Pre-heat your oven to 350 degrees.
In a large bowl add your eggs, vanilla and sugar and mix well for 1 minute.
1 cup granulated sugar, 4 large eggs, 1 tablespoon vanilla extract
Now add your ricotta, sour cream, lemon zest and lemon juice and mix it all in.
2 cups ricotta, ¼ cup sour cream, 1 lemon
Add your flour and salt and mix for 1 minute until yo do not see any more lumps.
¼ cup all purpose flour, pinch of salt
Pour your ricotta mixture into your pie pan and place in the pre-heated oven.
Bake for 40-50 minutes or until the texture of the pie is firm and not jiggly.
Remove from the oven and let cool completely.
Refrigerate for at least 2 hours but preferably 4 hours.
Serve as is, with whipped cream or sprinkled with a little fresh cinnamon.
Pie Crust Recipe
Add dry ingredients to a food processor.
4 cups All purpose flour, 1 tablespoon sugar, 1 teaspoon kosher salt
Add the cold butter to the flour in the food processor and pulse until butter is combined and looks like coarse sand.
1 ½ cups cold unsalted butter
In a small bowl mix together your egg, water, sour cream, and vinegar.
1 egg, ½ cup ice water, 3 tablespoon sour cream, 1 tablespoon apple cider vinegar
Add to the food processor with the flour mixture and pulse until just combined.
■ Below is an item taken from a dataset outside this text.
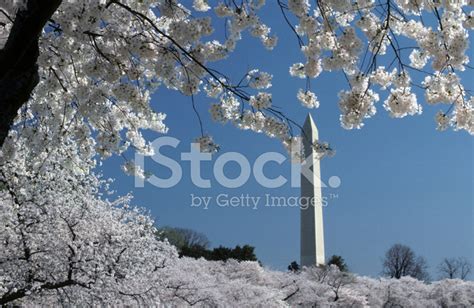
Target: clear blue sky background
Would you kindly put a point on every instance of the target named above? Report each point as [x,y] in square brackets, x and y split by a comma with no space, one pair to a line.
[402,181]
Dump flour-butter mixture into a large bowl and set aside
Dump out onto a lightly floured board and shape into a ball. Divide the ball into 3 sections and form into round balls.
Take each ball of dough shape into a ball and press down into a disc. Wrap each disc with plastic wrap
Refrigerate dough for 20-25 minutes to make the butter cold again (this helps with flakey layers)
Notes
Pie Crust Recipe:
This recipe makes 3 pie crusts and only one is needed for this recipe. You can freeze the extra pie crust discs by wrapping them in a plastic bag and freezing them for up to 3 months. To thaw, just place them in the refrigerator over night to thaw gently.